All it means is that it’s not what needs to be heard right now. It may not be true for that person right at the point of time, but there will be truth in retrospect. Hence, you have a positive, but it’s not the time to discuss it. Trust in your feelings on that one. You will often feel you shouldn’t tell someone something. Listen to that.
If it’s true, then it’s not a false positive. It’s not false at all.
It means that it feels right, but circumstances make it not right. It still is true, but is not acknowledged as such. You are thinking of it appearing true, in spite of the fact that it is not true. While that is also termed as a false positive, it is another definition of the term.
Step six : Grounding
When you are ungrounded, it’s very hard to get a handle on your abilities. The key to grounding is self-confidence. When you doubt yourself, you will rarely be secure or grounded. This can occur when you doubt your feelings, feel that you don’t belong somewhere or take someone else’s point of view over yours.
Self-doubt is the nemesis of the Empath. They cannot afford to allow it if they wish to live a happy life and use their abilities to help others and their own path.
Whatever you do, do it with conviction. Whatever you do, make sure it matches your feelings. If it feels wrong, don’t do it.
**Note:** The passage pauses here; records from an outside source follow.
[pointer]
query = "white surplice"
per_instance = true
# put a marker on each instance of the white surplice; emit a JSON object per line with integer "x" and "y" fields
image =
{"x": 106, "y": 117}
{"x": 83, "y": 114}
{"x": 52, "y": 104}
And whatever you do, don’t get stuck in a mindset that you feel you have the answers. Nothing is absolute as everything is always changing. Always be open to new ways and new perceptions. If you become stuck, you can not only stall your growth, but lead an increasingly miserable existence.
Always allow change, but always make sure that change is in line with who you are. All change it good, even though it may seem tragic or horrible at the time. Remember, we often can’t see the forest for the trees.
Step seven : Creating
And by that, I mean take back your creating power and letting it work for you, rather than letting others create your reality for you. We are all creators, in spite of what others may believe. We have the power and abilities to create a reality that is amazing and wonderful.
We are always creating with every thought and action. We do not realize it, though. Then when things turn out horribly, we do not understand that it was ourselves that created it.
We do this in so many unwitting ways. We believe we are not good enough. That we do not deserve to be happy. That we are not worthy of riches, fame and success. That we are not capable of doing the things others can do.
But truth is: We are. We have exactly what we need in order to achieve what we came here for. It may not seem that way, but free dictates that you must have it, otherwise it would not be free will.
So remember, every thought, action and state of being is creative. Watch everything you think and say. Even simple words such as: ‘I’m sick and tired of this’ will eventually create a reality where you really are sick and tired. And you will not see it as something you created. You’ll simply see it as validation for what you’ve been saying all along.
Choose to take back your creative power. Choose to take reasonability for your life and circumstances. You are not there by chance. Nothing is random (unless you believe that it is, in which case you are choosing a random existence.)
Choose to be an amazing Empath that can life a joyful and prosperous life with full control over their abilities.
As always, choose wisely.
© 2014 The Knowing (Just Be, Are You An Empath) (Reviewed & edited by Denise Mijatovic (BSc).)